É preciso pontuar, nesse mesmo sentido, que existem outras formas pelas quais a branquitude deteriora a autoestima de sujeitos negros. Esse processo de desintegração perpassa pelas esferas: intelectuais, morais, publicitárias e ideológicas, que reafirmam o eu — branco, masculino e ciseteronormativo. Todo ideal de excelência orbita na humanidade que, nesse prisma, associada à brancura, se torna inalcançável para pessoas negras. Grada Kilomba, em seu livro Memórias da plantação, descreve como a mulher negra é vista como o outro do outro. É a partir dessa reflexão que devemos pensar como a brancura é critério desleal de seleção e de construção do sujeito negro. A dissimulação da branquitude sobre como esse sistema que é político favorece algumas identidades em detrimento de outras também é uma forma de preservar a supremacia branca e dificultar o questionamento sobre sua existência e violência.

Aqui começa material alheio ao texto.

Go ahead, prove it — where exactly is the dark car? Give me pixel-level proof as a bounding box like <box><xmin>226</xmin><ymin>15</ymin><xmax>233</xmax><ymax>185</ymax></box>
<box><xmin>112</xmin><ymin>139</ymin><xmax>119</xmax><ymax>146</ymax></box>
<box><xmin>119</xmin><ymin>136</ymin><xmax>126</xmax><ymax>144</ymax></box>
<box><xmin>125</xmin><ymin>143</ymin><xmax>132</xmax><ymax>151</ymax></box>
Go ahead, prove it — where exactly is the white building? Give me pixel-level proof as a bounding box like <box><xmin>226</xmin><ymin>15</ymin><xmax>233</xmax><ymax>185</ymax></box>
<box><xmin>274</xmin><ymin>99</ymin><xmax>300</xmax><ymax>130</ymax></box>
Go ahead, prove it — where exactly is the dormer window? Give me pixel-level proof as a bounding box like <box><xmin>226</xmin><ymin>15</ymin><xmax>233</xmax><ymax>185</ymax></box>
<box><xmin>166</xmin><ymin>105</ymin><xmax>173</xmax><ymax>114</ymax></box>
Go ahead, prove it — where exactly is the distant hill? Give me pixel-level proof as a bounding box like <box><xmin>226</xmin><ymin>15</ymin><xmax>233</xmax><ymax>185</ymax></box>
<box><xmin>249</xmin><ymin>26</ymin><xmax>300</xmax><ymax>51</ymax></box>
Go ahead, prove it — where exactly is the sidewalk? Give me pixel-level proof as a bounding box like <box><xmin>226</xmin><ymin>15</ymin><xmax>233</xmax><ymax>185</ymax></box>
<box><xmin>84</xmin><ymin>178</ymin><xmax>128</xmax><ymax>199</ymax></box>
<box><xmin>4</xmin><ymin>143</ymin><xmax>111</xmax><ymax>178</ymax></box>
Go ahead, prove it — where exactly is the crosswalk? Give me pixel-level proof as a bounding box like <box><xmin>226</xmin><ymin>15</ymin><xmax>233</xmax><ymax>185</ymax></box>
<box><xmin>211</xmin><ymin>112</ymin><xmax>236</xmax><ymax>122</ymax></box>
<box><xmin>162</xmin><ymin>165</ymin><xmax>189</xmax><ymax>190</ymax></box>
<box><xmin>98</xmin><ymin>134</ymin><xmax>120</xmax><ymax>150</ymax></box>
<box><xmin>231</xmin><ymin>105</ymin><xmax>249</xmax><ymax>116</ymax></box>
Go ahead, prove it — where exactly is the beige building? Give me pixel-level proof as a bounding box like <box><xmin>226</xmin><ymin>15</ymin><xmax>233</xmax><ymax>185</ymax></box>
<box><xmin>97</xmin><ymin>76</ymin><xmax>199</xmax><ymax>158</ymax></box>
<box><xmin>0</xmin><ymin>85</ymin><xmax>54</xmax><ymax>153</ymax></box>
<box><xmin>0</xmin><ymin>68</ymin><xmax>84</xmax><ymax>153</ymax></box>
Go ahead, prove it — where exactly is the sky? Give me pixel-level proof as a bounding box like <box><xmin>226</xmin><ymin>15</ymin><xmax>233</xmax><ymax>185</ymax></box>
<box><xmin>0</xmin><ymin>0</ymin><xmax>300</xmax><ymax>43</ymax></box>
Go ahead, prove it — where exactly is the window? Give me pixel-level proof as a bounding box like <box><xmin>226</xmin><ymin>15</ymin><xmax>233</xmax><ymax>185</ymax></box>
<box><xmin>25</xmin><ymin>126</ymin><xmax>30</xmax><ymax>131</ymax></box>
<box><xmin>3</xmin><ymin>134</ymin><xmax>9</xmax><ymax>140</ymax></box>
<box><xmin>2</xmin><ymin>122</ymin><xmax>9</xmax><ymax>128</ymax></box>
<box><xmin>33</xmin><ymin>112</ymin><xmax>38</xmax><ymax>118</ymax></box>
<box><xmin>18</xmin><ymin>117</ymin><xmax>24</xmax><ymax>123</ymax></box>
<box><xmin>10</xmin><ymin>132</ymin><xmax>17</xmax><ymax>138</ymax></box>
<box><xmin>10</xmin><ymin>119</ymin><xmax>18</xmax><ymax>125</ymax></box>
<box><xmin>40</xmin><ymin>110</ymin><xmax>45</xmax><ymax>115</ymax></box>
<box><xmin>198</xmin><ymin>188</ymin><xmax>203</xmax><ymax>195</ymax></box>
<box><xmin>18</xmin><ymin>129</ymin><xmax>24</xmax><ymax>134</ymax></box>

A branquitude é um pacote de privilégios destinados a centralizar politicamente os sujeitos brancos independentes de sua classe, do seu gênero e da sua sexualidade (não se negue que gênero, raça e classe, mudam o lugar de privilégio dessas pessoas). A pele branca, dadas as suas localizações numa sociedade calcada no racismo antinegro como a nossa, confere mais ou menos acessos, o que nos faz pensar na branquitude como um complexo representativo que se materializa em fronteiras políticas, apequenando as oportunidades materiais e imateriais de sujeitos negros. Ao denunciarmos a tecnicidade de poder que sustenta a branquitude, assumimos uma posição ética que implode a redoma de poder que ela cria, para proteger sujeitos brancos, ao se nutrir da violência e da discriminação.